For now on we are making sure all employees get their TB test before start of care and will have Office Admin track he TB testings. She will then notify the scheduler when those are completed.


Initial Comments:

Based on the findings of an onsite unannounced state relicensure survey completed May 28, 2024 Always Best Care was found not to be in compliance with the requirements of 35 P.S. 448.809 (b).




Plan of Correction:




35 P. S. 448.809b LICENSURE
Photo Id Reg

Name - Component - 00
Law amended July 11, 2022 Act 79 2022 HB 2604

(1) The photo identification tag shall include a recent
photograph of the employee, the employee's first name, the
employee's title and the name of [the health care facility or
employment agency.] any of the following:
(i) The health care facility.
(ii) The health system.
(iii) The employment agency.
(iv) The fictitious name of an entity under
subparagraph (i), (ii) or (iii) which is registered with
the Department of State under 54 Pa.C.S. Ch. 3 (relating
to fictitious names) or a successor statute.

(2) The title of the employee shall be as large as possible
in block type and shall occupy a one-half inch tall strip as
close as practicable to the bottom edge of the badge.

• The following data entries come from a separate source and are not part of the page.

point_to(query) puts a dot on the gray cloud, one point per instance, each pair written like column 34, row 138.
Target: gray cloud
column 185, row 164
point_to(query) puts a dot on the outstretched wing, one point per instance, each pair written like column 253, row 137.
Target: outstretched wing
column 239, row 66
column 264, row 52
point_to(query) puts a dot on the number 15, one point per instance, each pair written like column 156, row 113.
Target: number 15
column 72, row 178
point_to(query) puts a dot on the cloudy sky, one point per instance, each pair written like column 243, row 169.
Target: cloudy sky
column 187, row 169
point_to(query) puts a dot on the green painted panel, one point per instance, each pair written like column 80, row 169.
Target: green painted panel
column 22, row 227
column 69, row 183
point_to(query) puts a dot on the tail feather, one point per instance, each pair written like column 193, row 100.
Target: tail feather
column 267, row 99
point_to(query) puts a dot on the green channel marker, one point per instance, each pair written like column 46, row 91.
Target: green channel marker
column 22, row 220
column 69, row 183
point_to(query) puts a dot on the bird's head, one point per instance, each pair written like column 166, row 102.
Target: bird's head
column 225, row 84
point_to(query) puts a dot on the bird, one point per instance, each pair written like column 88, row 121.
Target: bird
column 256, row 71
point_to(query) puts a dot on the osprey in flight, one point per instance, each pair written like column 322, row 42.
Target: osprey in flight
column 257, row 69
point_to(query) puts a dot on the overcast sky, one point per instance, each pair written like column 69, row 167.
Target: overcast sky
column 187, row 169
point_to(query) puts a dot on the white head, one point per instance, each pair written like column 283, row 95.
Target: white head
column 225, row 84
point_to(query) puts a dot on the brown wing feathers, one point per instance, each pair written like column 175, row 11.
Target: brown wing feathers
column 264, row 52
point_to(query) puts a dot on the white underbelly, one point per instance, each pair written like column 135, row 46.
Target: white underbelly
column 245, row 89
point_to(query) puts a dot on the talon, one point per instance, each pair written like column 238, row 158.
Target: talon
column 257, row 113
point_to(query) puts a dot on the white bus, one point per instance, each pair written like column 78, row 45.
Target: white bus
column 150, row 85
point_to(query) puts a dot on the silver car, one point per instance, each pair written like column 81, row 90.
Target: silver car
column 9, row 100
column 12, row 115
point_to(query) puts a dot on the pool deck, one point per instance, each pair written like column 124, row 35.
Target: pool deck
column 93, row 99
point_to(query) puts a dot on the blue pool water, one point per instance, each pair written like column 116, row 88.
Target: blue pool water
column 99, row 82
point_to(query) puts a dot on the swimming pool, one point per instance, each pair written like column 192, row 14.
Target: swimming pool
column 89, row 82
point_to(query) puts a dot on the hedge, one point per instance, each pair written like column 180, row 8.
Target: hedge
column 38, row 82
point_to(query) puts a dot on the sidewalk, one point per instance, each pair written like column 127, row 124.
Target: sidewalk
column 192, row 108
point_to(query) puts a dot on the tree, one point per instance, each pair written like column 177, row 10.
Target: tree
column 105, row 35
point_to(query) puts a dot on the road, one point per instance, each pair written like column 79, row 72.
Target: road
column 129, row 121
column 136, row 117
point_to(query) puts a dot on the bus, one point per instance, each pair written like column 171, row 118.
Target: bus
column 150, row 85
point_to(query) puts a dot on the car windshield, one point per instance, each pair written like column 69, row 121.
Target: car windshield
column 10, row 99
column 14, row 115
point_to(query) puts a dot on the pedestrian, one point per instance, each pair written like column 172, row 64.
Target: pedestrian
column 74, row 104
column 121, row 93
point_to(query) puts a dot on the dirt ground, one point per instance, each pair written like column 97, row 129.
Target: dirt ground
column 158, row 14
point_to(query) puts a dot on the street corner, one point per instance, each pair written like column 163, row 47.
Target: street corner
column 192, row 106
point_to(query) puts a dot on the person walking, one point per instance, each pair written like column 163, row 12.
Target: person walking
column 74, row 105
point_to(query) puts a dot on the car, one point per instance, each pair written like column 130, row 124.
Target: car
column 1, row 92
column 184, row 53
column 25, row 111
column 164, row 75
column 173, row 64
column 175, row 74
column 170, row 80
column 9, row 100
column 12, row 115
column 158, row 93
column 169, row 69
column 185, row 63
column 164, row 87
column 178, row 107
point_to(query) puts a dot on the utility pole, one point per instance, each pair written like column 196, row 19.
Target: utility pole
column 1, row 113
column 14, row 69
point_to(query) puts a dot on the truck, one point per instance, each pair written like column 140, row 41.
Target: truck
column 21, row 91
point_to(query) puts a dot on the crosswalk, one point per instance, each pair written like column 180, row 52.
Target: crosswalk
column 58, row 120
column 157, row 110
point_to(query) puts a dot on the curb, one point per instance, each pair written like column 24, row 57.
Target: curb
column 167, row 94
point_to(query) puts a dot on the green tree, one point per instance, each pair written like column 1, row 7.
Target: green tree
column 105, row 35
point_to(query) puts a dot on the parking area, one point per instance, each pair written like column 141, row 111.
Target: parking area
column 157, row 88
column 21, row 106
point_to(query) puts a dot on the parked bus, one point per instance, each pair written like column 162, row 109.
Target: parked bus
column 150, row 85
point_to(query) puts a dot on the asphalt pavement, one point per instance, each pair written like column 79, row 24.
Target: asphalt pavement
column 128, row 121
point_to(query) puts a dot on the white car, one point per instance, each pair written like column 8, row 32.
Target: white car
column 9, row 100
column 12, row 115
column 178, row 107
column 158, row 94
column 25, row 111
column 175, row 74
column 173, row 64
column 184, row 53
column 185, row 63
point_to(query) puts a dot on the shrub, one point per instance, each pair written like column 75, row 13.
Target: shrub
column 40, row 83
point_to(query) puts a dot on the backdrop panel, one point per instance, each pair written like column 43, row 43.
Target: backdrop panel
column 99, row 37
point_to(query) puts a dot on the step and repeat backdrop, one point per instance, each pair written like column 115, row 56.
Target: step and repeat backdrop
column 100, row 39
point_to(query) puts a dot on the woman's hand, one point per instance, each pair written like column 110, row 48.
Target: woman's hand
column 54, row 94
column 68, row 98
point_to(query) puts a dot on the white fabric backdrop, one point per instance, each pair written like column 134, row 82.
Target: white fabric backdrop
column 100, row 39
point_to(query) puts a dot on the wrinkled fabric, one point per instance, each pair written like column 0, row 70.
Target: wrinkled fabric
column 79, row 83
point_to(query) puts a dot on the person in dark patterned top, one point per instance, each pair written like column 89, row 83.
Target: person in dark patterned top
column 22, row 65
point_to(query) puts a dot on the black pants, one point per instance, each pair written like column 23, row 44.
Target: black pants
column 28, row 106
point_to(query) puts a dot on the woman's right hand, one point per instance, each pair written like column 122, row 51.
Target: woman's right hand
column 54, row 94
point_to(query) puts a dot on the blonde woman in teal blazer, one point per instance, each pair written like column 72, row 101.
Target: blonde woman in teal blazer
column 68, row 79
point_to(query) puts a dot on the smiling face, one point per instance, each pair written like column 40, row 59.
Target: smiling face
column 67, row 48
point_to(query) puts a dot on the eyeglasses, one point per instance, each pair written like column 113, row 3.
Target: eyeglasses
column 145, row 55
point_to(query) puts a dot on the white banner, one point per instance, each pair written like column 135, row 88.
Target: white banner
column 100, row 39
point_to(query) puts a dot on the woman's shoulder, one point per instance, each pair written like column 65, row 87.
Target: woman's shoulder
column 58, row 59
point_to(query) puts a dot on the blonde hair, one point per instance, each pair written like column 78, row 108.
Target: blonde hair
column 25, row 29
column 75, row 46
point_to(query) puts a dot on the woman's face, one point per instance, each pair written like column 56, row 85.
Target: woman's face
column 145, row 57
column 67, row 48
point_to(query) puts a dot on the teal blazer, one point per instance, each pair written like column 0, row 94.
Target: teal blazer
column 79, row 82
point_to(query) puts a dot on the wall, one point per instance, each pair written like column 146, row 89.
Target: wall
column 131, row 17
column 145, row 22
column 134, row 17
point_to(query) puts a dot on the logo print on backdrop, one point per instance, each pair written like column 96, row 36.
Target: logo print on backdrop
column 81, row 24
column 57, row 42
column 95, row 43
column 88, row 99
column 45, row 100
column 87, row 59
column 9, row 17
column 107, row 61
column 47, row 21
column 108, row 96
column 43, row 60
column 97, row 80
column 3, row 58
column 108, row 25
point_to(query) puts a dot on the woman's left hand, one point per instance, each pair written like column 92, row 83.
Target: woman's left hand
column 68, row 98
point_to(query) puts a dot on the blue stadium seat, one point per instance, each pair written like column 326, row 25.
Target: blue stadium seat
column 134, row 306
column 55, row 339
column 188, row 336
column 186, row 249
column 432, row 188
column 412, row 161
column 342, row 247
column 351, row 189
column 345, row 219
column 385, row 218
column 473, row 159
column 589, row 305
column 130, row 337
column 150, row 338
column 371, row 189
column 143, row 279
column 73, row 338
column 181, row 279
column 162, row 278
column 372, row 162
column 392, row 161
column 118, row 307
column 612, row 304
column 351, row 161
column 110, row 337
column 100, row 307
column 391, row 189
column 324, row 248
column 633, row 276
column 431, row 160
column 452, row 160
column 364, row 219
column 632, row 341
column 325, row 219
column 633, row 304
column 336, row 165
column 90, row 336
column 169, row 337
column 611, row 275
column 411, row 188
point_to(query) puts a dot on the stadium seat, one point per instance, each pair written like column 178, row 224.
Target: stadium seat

(3) Titles shall be as follows:
(i) A Medical Doctor shall have the title "Physician."
(ii) A Doctor of Osteopathy shall have the title
"Physician."
(iii) A Registered Nurse shall have the title
"Registered Nurse."
(iv) A Licensed Practical Nurse shall have the title
"Licensed Practical Nurse."
(v) All other titles shall be determined by the
department. Abbreviated titles may be used when the title
indicates licensure or certification by a Commonwealth
agency.

(4)A notation, marker or indicator included on an identification badge that differentiates employees with the same first name is considered acceptable in lieu of displaying an employee's last name.



Observations:

Based on observation and staff (EMP) interview, the agency failed to include a photograph on an agency provided identification badge for one (1) of one (1) observations (EMP 8 Care Coordinator).

Findings include:

During an observation on 5/28/24, at 12:14 p.m. EMP 8 the Care Coordinator's agency identification badge, did not include a photograph.

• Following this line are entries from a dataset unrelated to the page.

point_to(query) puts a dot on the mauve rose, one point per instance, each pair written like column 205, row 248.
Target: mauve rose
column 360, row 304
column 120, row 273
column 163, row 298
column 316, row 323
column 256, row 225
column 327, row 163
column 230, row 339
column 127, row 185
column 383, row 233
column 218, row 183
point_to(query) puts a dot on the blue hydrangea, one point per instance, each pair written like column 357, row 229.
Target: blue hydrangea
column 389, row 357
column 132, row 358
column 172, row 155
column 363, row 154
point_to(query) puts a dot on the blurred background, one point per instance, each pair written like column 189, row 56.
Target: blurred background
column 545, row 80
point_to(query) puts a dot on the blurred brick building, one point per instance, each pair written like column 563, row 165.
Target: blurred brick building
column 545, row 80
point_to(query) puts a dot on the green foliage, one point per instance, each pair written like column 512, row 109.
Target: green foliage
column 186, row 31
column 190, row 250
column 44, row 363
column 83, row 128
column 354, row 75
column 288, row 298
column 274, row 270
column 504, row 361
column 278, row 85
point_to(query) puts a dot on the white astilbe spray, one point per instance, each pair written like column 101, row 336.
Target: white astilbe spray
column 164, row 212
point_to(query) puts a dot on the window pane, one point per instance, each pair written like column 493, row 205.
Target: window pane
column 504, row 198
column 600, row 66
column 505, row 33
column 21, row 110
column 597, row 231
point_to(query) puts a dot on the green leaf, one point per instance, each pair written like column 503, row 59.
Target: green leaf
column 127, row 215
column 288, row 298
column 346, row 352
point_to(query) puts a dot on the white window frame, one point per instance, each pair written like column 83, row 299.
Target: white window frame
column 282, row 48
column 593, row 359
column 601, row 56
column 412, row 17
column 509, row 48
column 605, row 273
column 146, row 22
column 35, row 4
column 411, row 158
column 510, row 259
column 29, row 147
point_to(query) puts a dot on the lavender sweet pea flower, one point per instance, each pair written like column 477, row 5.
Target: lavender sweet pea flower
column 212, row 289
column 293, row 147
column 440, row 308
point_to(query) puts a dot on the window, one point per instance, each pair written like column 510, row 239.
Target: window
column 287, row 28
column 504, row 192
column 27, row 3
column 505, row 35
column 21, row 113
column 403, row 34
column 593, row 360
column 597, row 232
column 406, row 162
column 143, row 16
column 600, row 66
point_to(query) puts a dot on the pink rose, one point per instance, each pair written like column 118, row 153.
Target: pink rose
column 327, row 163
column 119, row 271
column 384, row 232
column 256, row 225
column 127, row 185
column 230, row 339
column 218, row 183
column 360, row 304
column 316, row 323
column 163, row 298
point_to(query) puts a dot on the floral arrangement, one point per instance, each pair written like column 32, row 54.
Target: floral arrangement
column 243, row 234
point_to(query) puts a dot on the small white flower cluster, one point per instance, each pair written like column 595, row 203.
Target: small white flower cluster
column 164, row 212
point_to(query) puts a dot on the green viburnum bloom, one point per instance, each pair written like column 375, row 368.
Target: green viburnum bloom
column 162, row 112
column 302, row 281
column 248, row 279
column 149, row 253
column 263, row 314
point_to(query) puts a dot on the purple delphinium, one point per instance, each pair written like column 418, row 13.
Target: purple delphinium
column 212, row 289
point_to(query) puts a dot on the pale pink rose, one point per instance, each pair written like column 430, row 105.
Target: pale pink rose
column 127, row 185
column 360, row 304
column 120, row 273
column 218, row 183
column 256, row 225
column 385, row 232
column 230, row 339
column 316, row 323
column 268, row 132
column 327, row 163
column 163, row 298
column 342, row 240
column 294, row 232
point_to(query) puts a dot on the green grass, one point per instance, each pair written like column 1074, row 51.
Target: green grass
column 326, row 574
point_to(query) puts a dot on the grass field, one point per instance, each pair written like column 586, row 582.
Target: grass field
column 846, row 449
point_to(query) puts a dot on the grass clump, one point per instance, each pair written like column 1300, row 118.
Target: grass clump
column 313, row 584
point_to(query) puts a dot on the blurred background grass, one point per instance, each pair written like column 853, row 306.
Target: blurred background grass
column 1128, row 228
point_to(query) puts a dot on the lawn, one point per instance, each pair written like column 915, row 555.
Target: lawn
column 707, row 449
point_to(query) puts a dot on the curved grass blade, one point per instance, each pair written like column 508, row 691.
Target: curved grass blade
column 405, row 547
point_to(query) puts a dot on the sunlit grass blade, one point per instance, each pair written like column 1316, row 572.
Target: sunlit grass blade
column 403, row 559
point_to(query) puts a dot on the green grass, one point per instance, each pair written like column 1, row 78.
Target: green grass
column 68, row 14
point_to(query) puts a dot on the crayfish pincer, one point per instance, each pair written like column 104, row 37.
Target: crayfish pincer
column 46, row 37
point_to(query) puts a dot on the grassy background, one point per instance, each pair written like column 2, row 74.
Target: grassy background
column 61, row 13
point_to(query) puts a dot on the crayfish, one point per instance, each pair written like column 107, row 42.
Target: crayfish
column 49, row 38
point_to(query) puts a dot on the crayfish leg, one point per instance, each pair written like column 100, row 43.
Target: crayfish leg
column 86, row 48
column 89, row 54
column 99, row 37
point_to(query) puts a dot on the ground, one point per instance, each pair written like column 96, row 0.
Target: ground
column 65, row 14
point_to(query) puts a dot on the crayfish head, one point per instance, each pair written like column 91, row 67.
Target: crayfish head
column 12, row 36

During an interview on 5/28/24, at 12:15 p.m. EMP 8 the Care Coordinator confirmed the above observation, and that the agency is not including photographs on their agency identification badges





Plan of Correction:

In response to the Identification badge, we have added a photograph of the caregiver on their badge and have scheduled caregivers to come into the office to distribute them. Deadline to come into the office is August 1st.